First, reestimate the model on the combined development and validation data sets. To do so, stack them on top of each other, for both the feature matrix and the label vector. `np.vstack` is the tool for the job here, as in:
```python
x_train = np.vstack([x_dev, x_val])
y_train = np.vstack([y_dev.values.reshape(-1,1), y_val.values.reshape(-1,1)])
```
The reshaping of the y values is necessary because the `get_features_label` function above returns the y labels as a `Pandas.Series` as opposed to an `ndarray`.

In [None]:
#your code here
# estimate the model on the combined dev and val sets
x_train = None
y_train = None

Now create and fit the model on the combined data set and use the max_depth parameter, as in:
```python
dtc_md = DecisionTreeClassifier(max_depth=max_depth)
dtc_md.fit(x_train, y_train)
```

In [None]:
dtc_md = None #use max_depth computed above
None

Compute accuracy for both the developement and the test sets.
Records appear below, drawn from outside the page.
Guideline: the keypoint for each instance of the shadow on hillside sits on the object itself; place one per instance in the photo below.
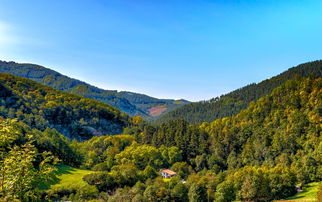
(305, 190)
(61, 169)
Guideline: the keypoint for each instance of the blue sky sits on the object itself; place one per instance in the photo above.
(164, 48)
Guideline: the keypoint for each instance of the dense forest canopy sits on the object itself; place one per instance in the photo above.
(41, 106)
(232, 103)
(259, 154)
(129, 102)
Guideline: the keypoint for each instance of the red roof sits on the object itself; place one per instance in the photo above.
(170, 172)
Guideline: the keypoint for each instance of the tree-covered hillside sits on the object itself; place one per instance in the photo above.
(129, 102)
(260, 154)
(40, 107)
(232, 103)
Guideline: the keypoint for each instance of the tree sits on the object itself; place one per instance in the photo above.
(225, 192)
(197, 193)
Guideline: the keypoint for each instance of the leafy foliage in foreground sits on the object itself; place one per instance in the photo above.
(40, 107)
(232, 103)
(22, 166)
(258, 155)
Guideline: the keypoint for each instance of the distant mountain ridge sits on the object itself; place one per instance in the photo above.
(42, 107)
(129, 102)
(235, 101)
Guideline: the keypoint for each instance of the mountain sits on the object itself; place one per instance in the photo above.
(43, 107)
(129, 102)
(232, 103)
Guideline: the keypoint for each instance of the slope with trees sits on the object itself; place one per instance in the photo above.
(41, 107)
(129, 102)
(232, 103)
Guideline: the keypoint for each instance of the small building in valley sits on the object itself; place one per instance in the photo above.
(166, 173)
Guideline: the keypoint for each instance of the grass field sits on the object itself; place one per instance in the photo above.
(309, 194)
(67, 177)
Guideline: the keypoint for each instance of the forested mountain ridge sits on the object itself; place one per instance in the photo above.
(232, 103)
(260, 154)
(41, 106)
(129, 102)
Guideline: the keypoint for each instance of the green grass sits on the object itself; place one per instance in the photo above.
(309, 193)
(67, 177)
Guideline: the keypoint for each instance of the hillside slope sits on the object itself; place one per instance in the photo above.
(41, 106)
(232, 103)
(129, 102)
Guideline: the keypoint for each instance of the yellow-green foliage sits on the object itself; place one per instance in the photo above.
(69, 178)
(309, 193)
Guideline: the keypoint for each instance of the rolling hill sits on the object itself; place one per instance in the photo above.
(43, 107)
(129, 102)
(232, 103)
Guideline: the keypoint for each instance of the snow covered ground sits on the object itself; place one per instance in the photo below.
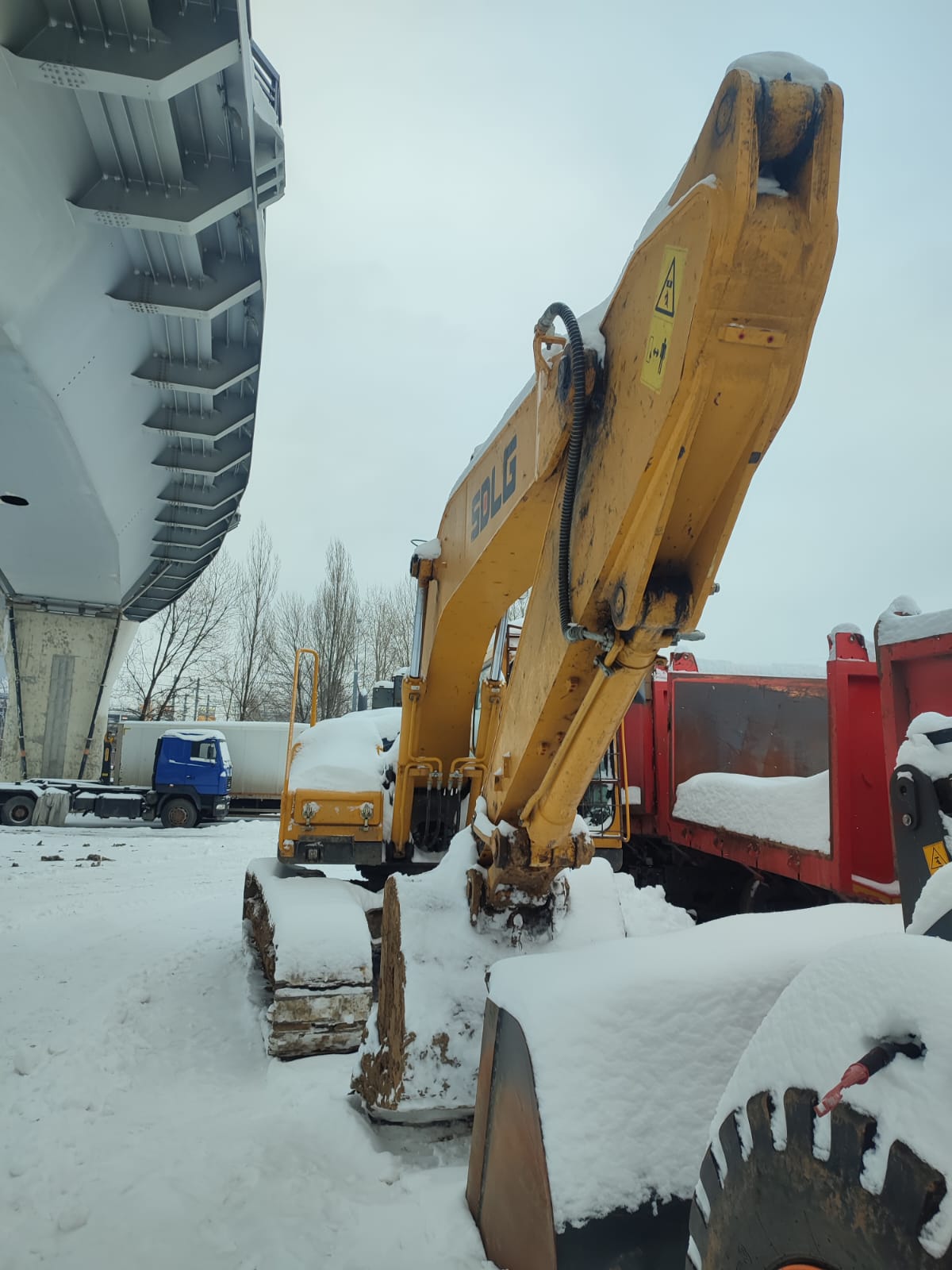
(140, 1119)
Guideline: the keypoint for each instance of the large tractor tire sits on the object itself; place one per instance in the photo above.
(17, 810)
(791, 1210)
(179, 813)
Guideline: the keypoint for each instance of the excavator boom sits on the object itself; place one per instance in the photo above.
(674, 391)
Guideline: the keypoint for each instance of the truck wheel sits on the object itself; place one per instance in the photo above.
(17, 810)
(790, 1208)
(179, 813)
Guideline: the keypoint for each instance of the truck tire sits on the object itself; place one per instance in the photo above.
(17, 810)
(789, 1208)
(179, 813)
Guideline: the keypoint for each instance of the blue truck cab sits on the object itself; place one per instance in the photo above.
(190, 778)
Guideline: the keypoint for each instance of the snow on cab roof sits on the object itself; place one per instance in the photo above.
(194, 734)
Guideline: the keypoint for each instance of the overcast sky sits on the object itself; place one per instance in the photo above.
(451, 169)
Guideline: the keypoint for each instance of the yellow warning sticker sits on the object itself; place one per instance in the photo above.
(663, 318)
(936, 856)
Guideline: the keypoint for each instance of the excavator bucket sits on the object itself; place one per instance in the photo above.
(754, 213)
(508, 1191)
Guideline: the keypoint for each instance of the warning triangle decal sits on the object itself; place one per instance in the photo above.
(666, 298)
(936, 856)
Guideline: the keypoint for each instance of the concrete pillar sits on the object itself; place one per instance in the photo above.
(63, 660)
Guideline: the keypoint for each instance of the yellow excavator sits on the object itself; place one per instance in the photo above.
(609, 491)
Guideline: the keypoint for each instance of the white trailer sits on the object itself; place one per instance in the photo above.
(258, 753)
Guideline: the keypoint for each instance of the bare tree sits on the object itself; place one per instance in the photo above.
(179, 645)
(292, 628)
(336, 622)
(386, 628)
(245, 675)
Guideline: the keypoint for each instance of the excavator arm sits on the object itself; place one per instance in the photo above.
(612, 486)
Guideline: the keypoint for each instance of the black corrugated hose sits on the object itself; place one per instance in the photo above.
(570, 629)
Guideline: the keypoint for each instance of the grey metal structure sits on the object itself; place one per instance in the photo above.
(141, 144)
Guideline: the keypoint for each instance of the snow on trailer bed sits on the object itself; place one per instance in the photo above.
(793, 810)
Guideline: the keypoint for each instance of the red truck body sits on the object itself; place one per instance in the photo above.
(850, 724)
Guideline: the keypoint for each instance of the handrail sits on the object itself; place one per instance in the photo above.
(268, 79)
(298, 654)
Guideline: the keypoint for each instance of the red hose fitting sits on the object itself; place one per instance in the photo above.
(857, 1073)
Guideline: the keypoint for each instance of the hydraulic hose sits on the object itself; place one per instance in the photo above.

The decision tree object's `predict` method will make predictions given a input feature matrix; `sklean.metric.accuracy_score` will compute accuracy from the true labels compared to the predicted labels, as in:
```python
# calculate prediction accuracy on the training set
pred_train_md = dtc_md.predict(x_train)
acc_train_md = accuracy_score(y_train, pred_train_md)
```
In the cell below, compute the accuracy on the training dataset and the test datasets.

In [None]:
#your code here
# calculate prediction accuracy on the training set
pred_train_md = None
acc_train_md = None

#calculate prediction accuracy on the test set
pred_test_md = None
acc_test_md = None

print('Training Set Accuracy: ', acc_train_md)
print('Test Set Accuracy: ', acc_test_md)

`sklearn.metrics.confustion_matrix` will show counts of the actual labels versus the predicted labels for each of the labels in the data sets.  It takes two arguments, the first is the vector of true labels, the second is the vector of predicted labels.  Call it as follows:
```python
cm_md = pd.DataFrame(confusion_matrix(y_test, pred_test_md, labels=labs),
                        index=labs, columns=labs)
```
Wrapping the function in a data frame as above puts the class labels on the result, making it easier to interpret.

In [None]:
#your code here
cm_md = None

# display it
cm_md

## Model Comparison
Let's compare how the unconstrained (overfitting) model and the constrained (max_depth) model perform on the test data set.

In [None]:
#compute the accuracy on the test set of the unconstrained model
pred_test = dtc.predict(x_test)
acc_test = accuracy_score(y_test, pred_test)

In [None]:
#make a data frame for tabluar comparison of results
mod_res=pd.DataFrame([[acc_dev, acc_test], [acc_train_md, acc_test_md]],
                    columns=['Development','Test'],
                    index=['Unconstrained','MaxDepth='+str(max_depth)])

In [None]:
mod_res

In [None]:
# show graphically
ax=mod_res.plot.bar(title='Model Accuracy')
ax.legend(loc='lower right', title='Data Set')
ax.set_ylabel('Accuracy')
ax.grid()
ax.set_xlabel('Model Type')

## Conclusion
Over-fitting leads to overstating the accuracy of the classifier.  Constraining the model to counteract the overfitting leads to a better estimate of how well the model will do when presented with data it hasn't seen before.

Hopefully you've learned how to construct a decision tree classifier, detect overfitting and correct for its ill effects.